Assim, os anúncios transmitem a ideia de que o melhor não é o prémio, mas sim a experiência. Mas gastar 200 euros em décimos de loteria e ganhar piadas de um familiar atrapalha. "Quando não te toca, é um golpe importante", reconhece López-Ibor. "Perdemos a possibilidade de que a nossa vida mude, de que esse projeto que tinha crescido na fantasía se materialize, então há ciúme e inveja das pessoas que o tiveram", comenta a psicóloga. "Normalmente esse duelo dura muito pouco, porque no momento no qual chocamos com a realidade, aterramos", detalha.

O importante é participar?

Segundo os estudos matemáticos, a probabilidade de que o El Gordo de Natal saia a uma pessoa que compra um décimo é de 0,001%. É ínfima, mas é mais que noutros sorteios, como a Primitiva ou o Euromilhões. Além disso, o Natal (onde proliferam os jogos de amigo secreto, os jantares ou os presentes para a família) favorecem uma virtude muito concreta que não se fomenta tanto em nenhuma outra época do ano: a generosidade.

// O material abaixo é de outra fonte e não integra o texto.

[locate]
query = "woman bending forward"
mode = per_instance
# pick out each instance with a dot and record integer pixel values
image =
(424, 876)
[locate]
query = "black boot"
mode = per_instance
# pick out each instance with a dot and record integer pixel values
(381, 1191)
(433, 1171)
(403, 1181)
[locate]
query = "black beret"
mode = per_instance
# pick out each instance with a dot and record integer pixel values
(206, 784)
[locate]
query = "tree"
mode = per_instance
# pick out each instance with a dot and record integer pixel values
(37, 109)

We feel it in our fingers, we feel it in our toes.

López-Ibor expõe que essa adrenalina dos dias prévios, essa "gasolina para o cérebro" que implica a possibilidade de que a loteria saia, outorga ao comprador a possibilidade de sonhar e transporta-o a um estado de ilusão muito diferente à apatía do quotidiano. "Algo bonito que nos lembra a possibilidade de sonhar", destaca a psicóloga. O mau é que, muitas vezes, os sonhos, "sonhos são".